Fitzgerald GA. “COX-2 and beyond: approaches to prostaglandin inhibition in human disease.” Nat Rev Drug Discov 2003; 2: 879-890. PMID: 14668809
“Systemic hypertensive adverse events have been reported on all COX-2 inhibitors. It is presently unclear whether their incidence differs from what is observed on traditional NSAIDs. Studies in mice indicate that the likelihood that such events might relate to the degree of COX-2 inhibition and the selectivity with which it is attained. The role of COX-2 inhibitors in atherogenesis is complex, reflecting the diverse biology of its products, which differ in predominance amongst the distinct cell types implicated in this condition.”
Indeed in 2001 Steve Nissen, the cardiologist who was one of those most responsible for identifying the cardiac risk posed by Vioxx and other Cox-2 inhibitors noted in a letter to the Cleveland clinic Journal of Medicine that animal studies indicated that these drugs could increase the risk of heart attack http://www.ccjm.org/content/68/11/963.long
Ultimately though the effect of Cox-2 inhibitors was subtle (since many people taking it are already in a high risk group for heart attack), and only clearly identified in studies involving large numbers of subjects, or when animal models of heart disease were studied. The cardiotoxic effects of Vioxx were just not detectible in small clinical trials or in standard preclinical animal tests using healthy animals.

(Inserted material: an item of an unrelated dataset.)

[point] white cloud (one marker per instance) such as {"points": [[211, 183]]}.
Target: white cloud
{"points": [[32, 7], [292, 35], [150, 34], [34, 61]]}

With hindsight it is easy to say that pharmaceutical companies ought to hhave paid more attention to the potential cardiac risks associated with Cox-2 inhibitors, but those risks were only starting to be identified in animal studies when these drugs were already well advanced into human trials. Of course that does not absolve them of all blame, not by a long road, as they certainly should have done more to evaluate the cardiac risks in the post-FDA approval clinical trials that were launched, as by the time these were being completes the evidence from animal studies indicated that there was a risk (though they could not quantify it the was a clinical trial can).
There are many lessons to be learned from the Vioxx disaster, but one is certainly that in order to identify risks as early as possible there needs to be good communication between laboratory (including animal) and clinical researchers. Had this communication happened in the case of Vioxx it is probable that the drug would have been withdrawn earlier (or its use restricted more fully) and that tens of thousands of lives would have been saved.